Exploring /api/v1/endpoints returns the actual endpoint
{ "kind": "EndpointsList", "apiVersion": "v1", "metadata": { "selfLink": "/api/v1/endpoints", "resourceVersion": "341715" }, "items": [ { "metadata": { "name": "clamav", "namespace": "default", "selfLink": "/api/v1/namespaces/default/endpoints/clamav", "uid": "82c7db0b-25cc-11e7-9292-0017fa101699", "resourceVersion": "137649", "creationTimestamp": "2017-04-20T13:23:15Z", "labels": { "io.kompose.service": "clamav" } }, ...

hlgr360 commented

What really appeals to me is the notion of having an endpoint document at the root and the subsequent ability to introspect APIs

hlgr360 commented

@DonMartin76 - I would really like to explore the API discovery feature together with Wicked.
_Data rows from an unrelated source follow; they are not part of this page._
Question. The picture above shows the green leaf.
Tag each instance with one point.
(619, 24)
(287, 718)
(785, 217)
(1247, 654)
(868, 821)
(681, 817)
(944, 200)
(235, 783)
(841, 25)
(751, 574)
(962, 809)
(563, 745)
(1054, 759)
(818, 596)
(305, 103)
Like in K8s I would like to be able to retrieve an endpoint document which gives me the UI and apis .. and then I can discover which API's are available and then can subsequently discover and retrieve the swagger definitions of those api.

This would allow us to crawl our API Mgmt infrastructure and discover the various hosted API's and bring those together in an search engine ala apis.io or a portal (zarlando?!).
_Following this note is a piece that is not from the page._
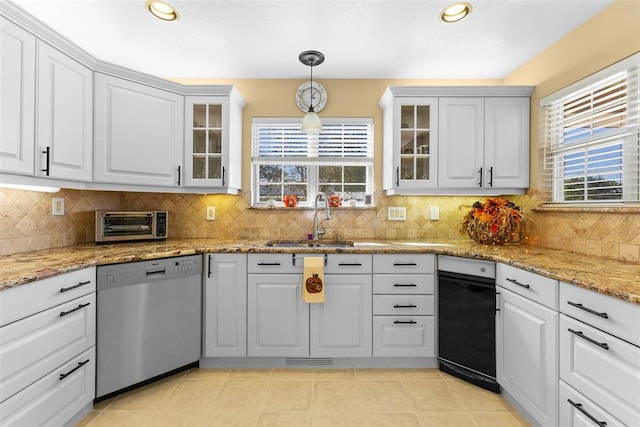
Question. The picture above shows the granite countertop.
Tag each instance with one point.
(610, 277)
Permissions and visibility are certainly two interesting topics we should discuss.

DonMartin76 commented

There are stubs for these things in wicked, e.g. asking the portal for a JSON representation of the web page (almost) always works. The linking is not done to the last consequence yet, as I am not yet fully convinced this is the right way of doing it (tunneling the API via the portal). Examples:

$ curl -H 'Accept: application/json' https://wicked-demo.haufe.io/apis
$ curl -H 'Accept: application/json' https://wicked-demo.haufe.io/apis/petstore

Adopting a discovery format is certainly interesting, but how to proceed with protected resources is clearly an issue which needs to be discussed.

hlgr360 commented

dret [3:12 PM]

if you're interested in teaming up, definitely let me know, @holger. i have started focusing a bit of energy into this space, and plan on spending quite a bit more. and being webby always is something that gets me excited! pretty much everybody asks about this, and interest seems to be picking up. there are various facets.
· how to make the descriptions discoverable? very likely the webby way, but also some ping mechanism at deployment. pivio had something (but also quite a bit more).
· what to provide as description? apis.io is one, APIs.json another pivio is one as well, and so is JSON home. they sometimes have slightly various angles, but to me, the most important point is that they are well-defined and easily extensible. http://dret.net/lectures/summit-nyc-2017/#service-descriptions was my last attempt of a (very short) overview.
· what to include in the description? different of the formats above have different angles. pivio is very infrastructure-y; APIs.json is very taggy and human oriented; JSON home is agnostic. https://github.com/dret/APIdocumentation is where i have only just started a collection of these things (see issue #1). my goal is to turn that into a small site that tells people what they could document. we often have people being worried that they might forget things. my usual response is to tell them: "start with what you need now, and start in a way that you can easily add things as needed."
· how to make the info available? for example, service-desc could be WSDL or OpenAPI or RAML or however you choose to document the technical interface; service-doc might be PDF or HTML or whatever else you think works best for the human-oriented documentation.
· how to use all of this? this is where being webby helps a lot. building tooling that crawls this at service start-up is not hard. pivio already has such a crawler and even a back-end for it. but you can also build simple checks, asking simple questions as "is there change management documentation"? if there is, it still may be horrible, but if there isn't, you can give immediate feedback and alert the team and tell them that they should document their change management strategy.
well, that was a lot of writing. as you probably can tell, i am passionate and have some ideas in this space. and many people are interested in this. so as mentioned above, if you want to team up, i'd be glad to chat and see if we find areas of overlap.